Prag musste reagieren und wagte sich in Halbzeit zwei häufiger nach vorne. Während dieser zaghaften tschechischen Drangphase wurde dann Miedema eingewechselt, in ihren letzten zwei Spielen gegen Slavia Prag traf sie siebenmal, in diesem Spiel erzielte zumindest noch das 3:0 (72.) zum Endstand.


Real Madrid vs. Manchester City 1:1 (0:0)

Es war ein ausgeglichenes Spiel im Estadio Alfredo Di Stéfano unter den Augen von Florentino Perez. Real Madrid hatte mehr vom Spiel, aber es war nicht der Tag von Esther Gonzalez, die an diesem Abend mehrmals hätte treffen können. So jagte sie z.B. in der 44. Minute einen Elfmeter in den Madrider Nachthimmel.

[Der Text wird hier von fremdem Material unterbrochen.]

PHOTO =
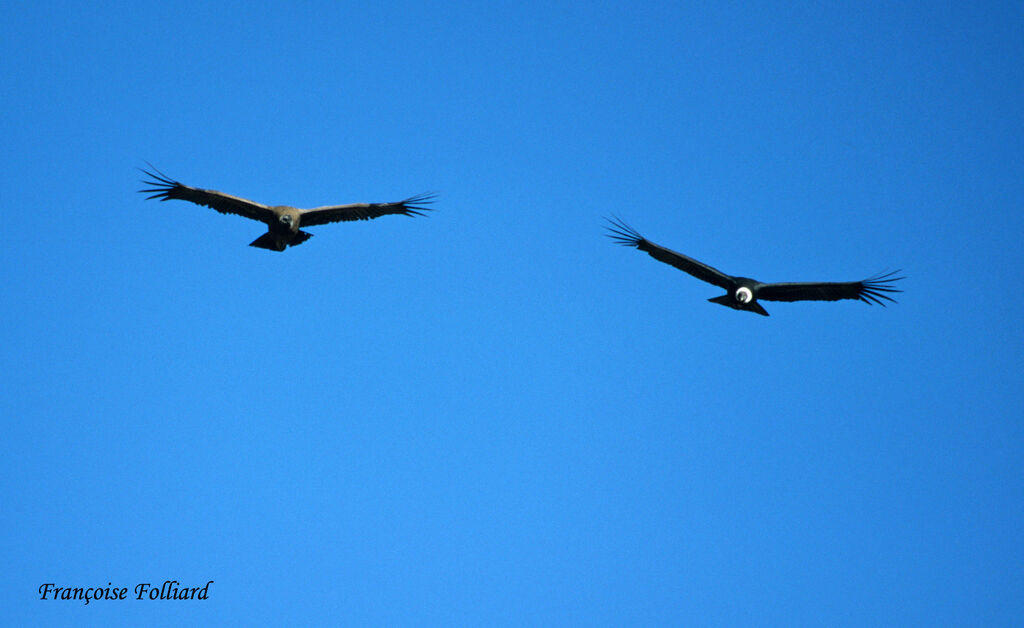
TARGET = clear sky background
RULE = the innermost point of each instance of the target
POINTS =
(494, 415)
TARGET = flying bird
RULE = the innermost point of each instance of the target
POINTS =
(742, 293)
(283, 221)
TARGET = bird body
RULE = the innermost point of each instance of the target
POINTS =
(742, 292)
(284, 222)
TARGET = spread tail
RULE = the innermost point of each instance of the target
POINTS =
(267, 241)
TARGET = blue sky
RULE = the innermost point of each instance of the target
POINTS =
(494, 415)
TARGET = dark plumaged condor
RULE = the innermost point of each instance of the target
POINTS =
(283, 221)
(743, 293)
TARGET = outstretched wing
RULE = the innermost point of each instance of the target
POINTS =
(414, 206)
(627, 236)
(166, 189)
(871, 290)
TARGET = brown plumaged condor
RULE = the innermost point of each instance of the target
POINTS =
(742, 293)
(283, 221)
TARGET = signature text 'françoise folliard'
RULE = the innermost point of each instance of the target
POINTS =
(169, 590)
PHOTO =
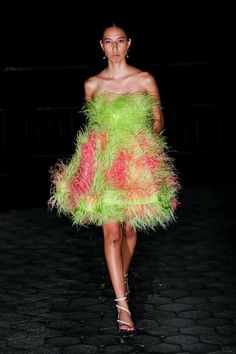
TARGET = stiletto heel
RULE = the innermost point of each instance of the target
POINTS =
(131, 329)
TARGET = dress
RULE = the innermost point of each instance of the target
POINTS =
(121, 170)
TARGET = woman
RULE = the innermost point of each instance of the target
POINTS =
(120, 176)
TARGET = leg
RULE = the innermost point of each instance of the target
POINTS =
(113, 253)
(128, 245)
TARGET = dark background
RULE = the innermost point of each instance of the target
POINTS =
(47, 51)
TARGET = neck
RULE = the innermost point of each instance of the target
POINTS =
(117, 70)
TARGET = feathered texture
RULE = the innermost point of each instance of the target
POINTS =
(120, 170)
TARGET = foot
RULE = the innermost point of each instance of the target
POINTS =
(124, 316)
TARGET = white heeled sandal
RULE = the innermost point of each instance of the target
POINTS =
(131, 328)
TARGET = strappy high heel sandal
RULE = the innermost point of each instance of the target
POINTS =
(127, 288)
(131, 329)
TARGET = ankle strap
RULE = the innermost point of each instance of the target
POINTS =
(121, 298)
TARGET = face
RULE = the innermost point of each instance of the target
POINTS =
(115, 43)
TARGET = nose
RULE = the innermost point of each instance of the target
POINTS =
(114, 45)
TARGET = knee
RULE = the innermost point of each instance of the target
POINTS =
(129, 232)
(112, 236)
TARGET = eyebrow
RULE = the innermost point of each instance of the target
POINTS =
(111, 38)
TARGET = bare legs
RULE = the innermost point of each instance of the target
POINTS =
(119, 244)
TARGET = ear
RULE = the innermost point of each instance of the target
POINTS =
(129, 43)
(101, 44)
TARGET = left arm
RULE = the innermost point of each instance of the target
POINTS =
(152, 88)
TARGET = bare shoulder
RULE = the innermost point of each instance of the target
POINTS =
(149, 83)
(147, 77)
(90, 87)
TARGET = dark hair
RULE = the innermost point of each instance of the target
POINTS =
(116, 23)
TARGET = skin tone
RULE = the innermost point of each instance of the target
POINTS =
(121, 78)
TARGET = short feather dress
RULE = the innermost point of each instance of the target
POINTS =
(121, 170)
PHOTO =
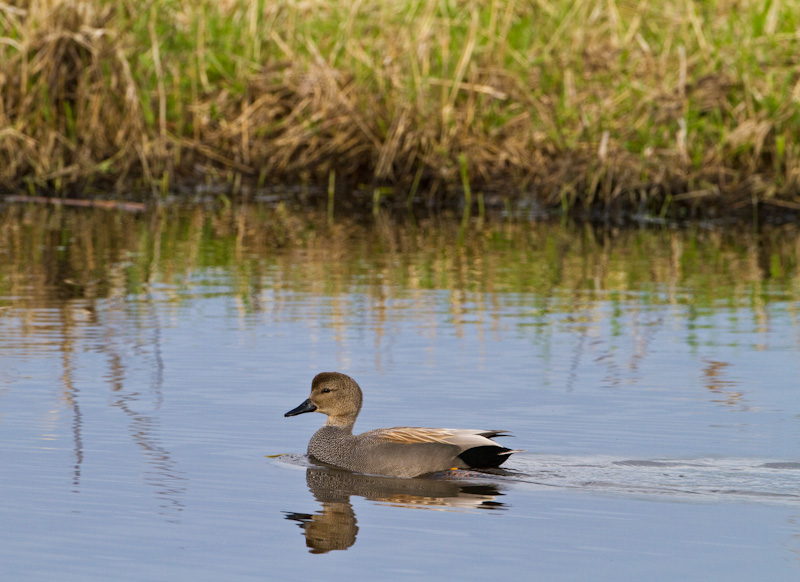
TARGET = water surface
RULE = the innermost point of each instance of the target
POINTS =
(146, 363)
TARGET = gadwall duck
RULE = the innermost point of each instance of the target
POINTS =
(395, 452)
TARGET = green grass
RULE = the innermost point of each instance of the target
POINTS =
(581, 104)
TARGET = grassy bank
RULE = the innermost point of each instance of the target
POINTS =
(673, 107)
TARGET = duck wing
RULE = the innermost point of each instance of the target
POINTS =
(462, 438)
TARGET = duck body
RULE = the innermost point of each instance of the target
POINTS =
(396, 452)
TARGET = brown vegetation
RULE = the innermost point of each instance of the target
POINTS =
(664, 108)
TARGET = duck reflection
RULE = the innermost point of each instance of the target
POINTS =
(335, 526)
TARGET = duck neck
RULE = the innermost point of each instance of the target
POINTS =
(341, 422)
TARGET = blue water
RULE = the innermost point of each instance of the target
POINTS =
(137, 434)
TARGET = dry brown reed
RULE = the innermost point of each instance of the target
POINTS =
(668, 107)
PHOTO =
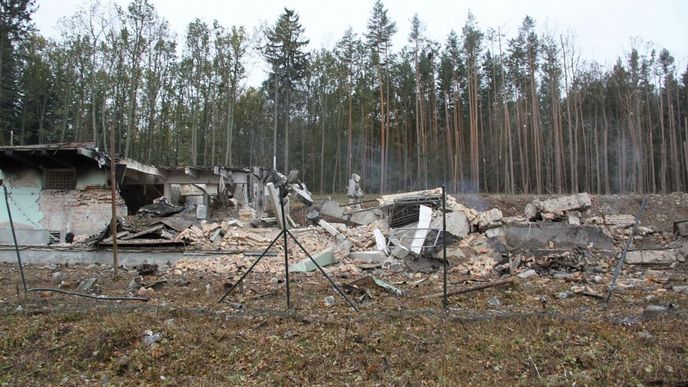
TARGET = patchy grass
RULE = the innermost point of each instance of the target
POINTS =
(393, 341)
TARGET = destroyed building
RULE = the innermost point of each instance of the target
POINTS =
(58, 191)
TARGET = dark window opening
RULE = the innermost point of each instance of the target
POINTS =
(64, 179)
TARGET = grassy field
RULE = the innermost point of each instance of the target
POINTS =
(530, 337)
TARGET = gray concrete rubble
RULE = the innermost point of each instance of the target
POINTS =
(556, 235)
(563, 238)
(559, 205)
(653, 257)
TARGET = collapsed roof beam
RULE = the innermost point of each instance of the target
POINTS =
(22, 159)
(55, 159)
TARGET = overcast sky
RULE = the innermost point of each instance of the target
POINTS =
(604, 29)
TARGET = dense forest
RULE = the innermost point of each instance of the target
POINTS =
(479, 111)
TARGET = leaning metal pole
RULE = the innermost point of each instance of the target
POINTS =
(282, 196)
(14, 236)
(323, 271)
(619, 264)
(251, 268)
(113, 193)
(445, 300)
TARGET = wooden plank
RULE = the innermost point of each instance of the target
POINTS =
(144, 232)
(144, 242)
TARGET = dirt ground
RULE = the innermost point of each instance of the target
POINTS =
(525, 333)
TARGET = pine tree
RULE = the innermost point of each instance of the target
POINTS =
(284, 53)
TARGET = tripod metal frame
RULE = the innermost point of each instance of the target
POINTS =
(284, 233)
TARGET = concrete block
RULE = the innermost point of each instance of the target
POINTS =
(424, 218)
(323, 258)
(400, 251)
(457, 224)
(365, 217)
(494, 232)
(651, 256)
(380, 241)
(332, 208)
(544, 234)
(201, 211)
(392, 265)
(368, 256)
(488, 218)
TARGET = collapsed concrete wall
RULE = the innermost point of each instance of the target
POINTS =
(42, 215)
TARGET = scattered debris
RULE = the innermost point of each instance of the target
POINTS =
(150, 338)
(147, 269)
(651, 257)
(370, 283)
(86, 285)
(559, 205)
(323, 258)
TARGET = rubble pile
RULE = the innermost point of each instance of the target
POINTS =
(559, 237)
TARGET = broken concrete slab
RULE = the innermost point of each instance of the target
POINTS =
(494, 232)
(527, 274)
(651, 257)
(365, 217)
(423, 264)
(457, 224)
(573, 218)
(580, 201)
(332, 208)
(424, 218)
(323, 258)
(380, 242)
(560, 235)
(400, 251)
(368, 256)
(622, 220)
(392, 265)
(681, 228)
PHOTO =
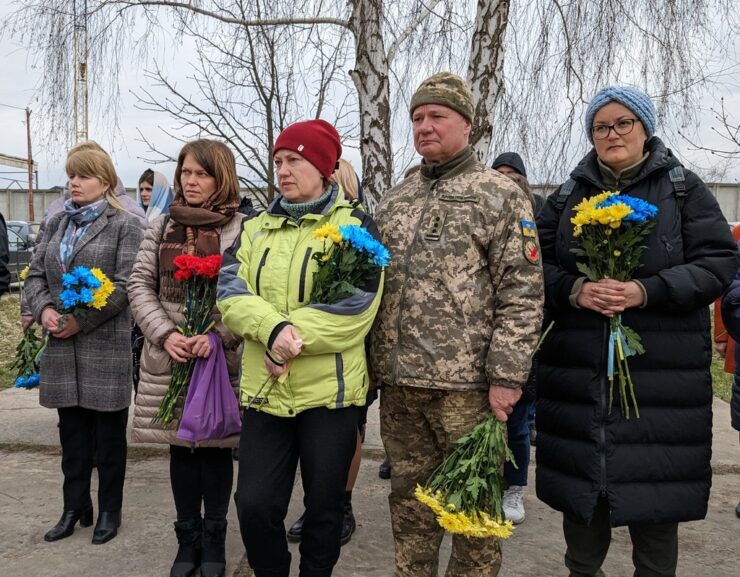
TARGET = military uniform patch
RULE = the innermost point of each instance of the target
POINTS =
(531, 251)
(528, 229)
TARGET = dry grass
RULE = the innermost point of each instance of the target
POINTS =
(10, 329)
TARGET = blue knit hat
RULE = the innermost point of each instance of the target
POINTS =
(634, 99)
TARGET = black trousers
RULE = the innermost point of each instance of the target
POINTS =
(654, 546)
(270, 448)
(201, 477)
(84, 433)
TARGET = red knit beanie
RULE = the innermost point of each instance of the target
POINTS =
(316, 140)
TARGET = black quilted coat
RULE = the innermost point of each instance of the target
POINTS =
(655, 469)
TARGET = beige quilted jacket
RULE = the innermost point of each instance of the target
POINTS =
(157, 319)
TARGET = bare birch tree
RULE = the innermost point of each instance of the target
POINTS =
(532, 65)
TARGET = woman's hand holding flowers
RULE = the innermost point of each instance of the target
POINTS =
(50, 319)
(199, 345)
(69, 328)
(177, 347)
(610, 297)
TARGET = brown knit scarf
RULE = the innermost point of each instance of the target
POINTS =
(190, 230)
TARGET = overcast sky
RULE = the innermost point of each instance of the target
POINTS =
(20, 82)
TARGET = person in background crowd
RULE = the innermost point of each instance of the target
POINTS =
(4, 257)
(203, 221)
(458, 233)
(600, 469)
(726, 338)
(518, 424)
(351, 187)
(154, 194)
(311, 416)
(86, 367)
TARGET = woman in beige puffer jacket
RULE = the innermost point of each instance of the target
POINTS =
(203, 221)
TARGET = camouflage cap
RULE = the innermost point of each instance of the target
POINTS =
(446, 89)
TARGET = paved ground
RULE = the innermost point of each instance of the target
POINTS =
(30, 503)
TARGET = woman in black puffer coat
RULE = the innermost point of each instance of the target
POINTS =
(598, 468)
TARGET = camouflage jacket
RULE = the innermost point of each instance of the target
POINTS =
(462, 306)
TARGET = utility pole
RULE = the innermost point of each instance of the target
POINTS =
(80, 69)
(30, 167)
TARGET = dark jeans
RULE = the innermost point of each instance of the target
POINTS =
(201, 477)
(324, 441)
(85, 433)
(654, 546)
(518, 430)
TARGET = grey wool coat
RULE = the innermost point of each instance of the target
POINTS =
(157, 318)
(91, 369)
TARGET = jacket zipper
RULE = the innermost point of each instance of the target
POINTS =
(259, 270)
(405, 280)
(604, 413)
(304, 266)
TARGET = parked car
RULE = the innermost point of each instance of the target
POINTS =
(24, 230)
(20, 253)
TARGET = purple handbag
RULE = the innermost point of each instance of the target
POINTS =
(211, 410)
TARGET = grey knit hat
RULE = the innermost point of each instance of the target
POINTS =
(446, 89)
(634, 99)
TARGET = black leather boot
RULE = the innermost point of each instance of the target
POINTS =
(294, 533)
(66, 525)
(213, 560)
(189, 535)
(348, 523)
(107, 527)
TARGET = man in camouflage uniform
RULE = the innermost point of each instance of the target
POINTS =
(459, 319)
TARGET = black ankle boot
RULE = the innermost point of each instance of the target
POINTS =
(187, 560)
(66, 525)
(348, 524)
(213, 560)
(107, 526)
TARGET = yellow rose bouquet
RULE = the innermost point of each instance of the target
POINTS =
(609, 229)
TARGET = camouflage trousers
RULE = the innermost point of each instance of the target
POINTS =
(418, 427)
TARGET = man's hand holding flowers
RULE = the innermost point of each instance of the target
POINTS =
(502, 401)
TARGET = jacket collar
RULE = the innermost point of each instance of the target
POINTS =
(276, 210)
(452, 167)
(95, 228)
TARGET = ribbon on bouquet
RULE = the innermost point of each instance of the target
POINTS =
(617, 341)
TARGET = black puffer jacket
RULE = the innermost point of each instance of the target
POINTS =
(655, 469)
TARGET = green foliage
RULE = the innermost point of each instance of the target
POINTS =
(10, 328)
(342, 269)
(472, 476)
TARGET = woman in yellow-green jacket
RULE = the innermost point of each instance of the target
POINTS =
(314, 353)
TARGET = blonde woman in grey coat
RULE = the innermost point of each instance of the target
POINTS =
(86, 368)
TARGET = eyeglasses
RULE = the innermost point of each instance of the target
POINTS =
(622, 126)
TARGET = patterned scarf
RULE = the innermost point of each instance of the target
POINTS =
(190, 230)
(298, 209)
(80, 219)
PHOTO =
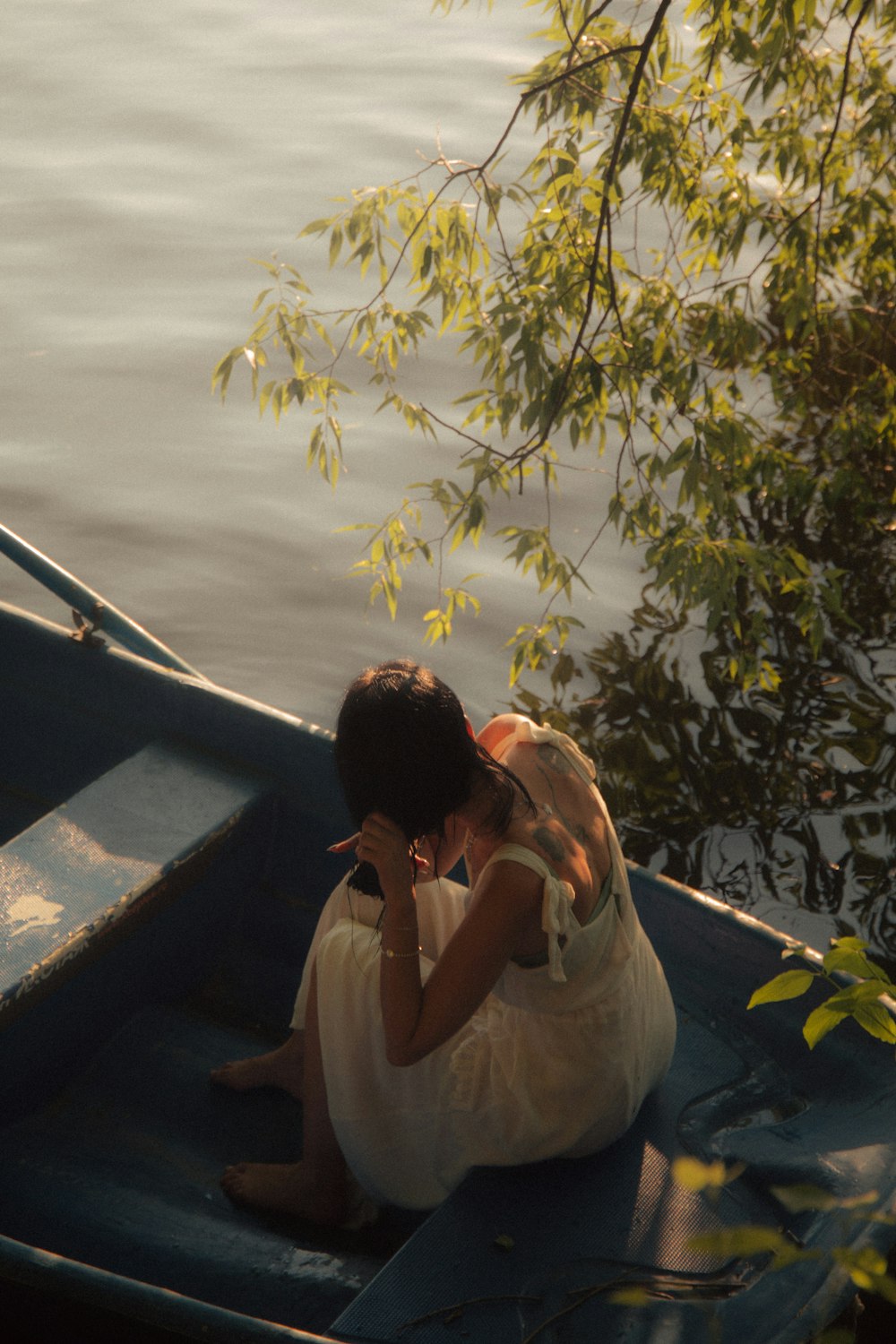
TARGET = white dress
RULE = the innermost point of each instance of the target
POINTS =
(555, 1062)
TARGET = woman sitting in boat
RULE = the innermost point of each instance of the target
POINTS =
(438, 1027)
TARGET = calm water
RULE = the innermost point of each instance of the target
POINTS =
(147, 153)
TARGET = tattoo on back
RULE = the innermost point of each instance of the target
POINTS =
(551, 844)
(554, 758)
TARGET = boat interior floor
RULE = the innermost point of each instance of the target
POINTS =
(124, 1172)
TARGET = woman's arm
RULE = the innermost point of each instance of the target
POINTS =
(417, 1016)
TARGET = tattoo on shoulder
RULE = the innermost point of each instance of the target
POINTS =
(551, 844)
(554, 758)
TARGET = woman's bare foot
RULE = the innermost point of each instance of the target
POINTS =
(281, 1067)
(292, 1188)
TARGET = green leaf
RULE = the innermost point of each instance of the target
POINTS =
(788, 984)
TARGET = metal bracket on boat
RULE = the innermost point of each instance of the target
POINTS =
(88, 626)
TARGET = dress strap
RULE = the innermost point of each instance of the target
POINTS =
(556, 900)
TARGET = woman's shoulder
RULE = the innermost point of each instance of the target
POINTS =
(500, 728)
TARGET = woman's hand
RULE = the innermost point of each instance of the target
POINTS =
(383, 843)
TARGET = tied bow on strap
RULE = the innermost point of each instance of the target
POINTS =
(556, 914)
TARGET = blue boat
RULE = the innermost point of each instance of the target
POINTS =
(163, 862)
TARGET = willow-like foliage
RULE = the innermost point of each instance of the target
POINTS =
(737, 375)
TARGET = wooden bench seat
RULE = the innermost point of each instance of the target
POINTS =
(81, 873)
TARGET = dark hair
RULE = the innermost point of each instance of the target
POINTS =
(403, 749)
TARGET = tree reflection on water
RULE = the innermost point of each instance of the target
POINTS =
(778, 803)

Kurz nach der Pause (47.) nutzte Caroline Weir mit einem trockenen Schuss die Unordnung im gegnerischen Strafraum zum 0:1. In der 53. Minute war es wieder Gonzalez, die den möglichen Ausgleich per Kopf an die Latte setzte. Es sah so aus, als würde City diese Führung über die Zeit bringen, aber in der 92. Minute gelang Kenti Robles der Ausgleich. Sie nahm sich einen Nachschuss, Teamkollegin Nahikari García Pérez sprang über den Ball, der dadurch unhaltbar direkt neben dem Pfosten über die Linie ging.

Das Rückspiel wird unter diesen Voraussetzungen zur absoluten Spannungspartie.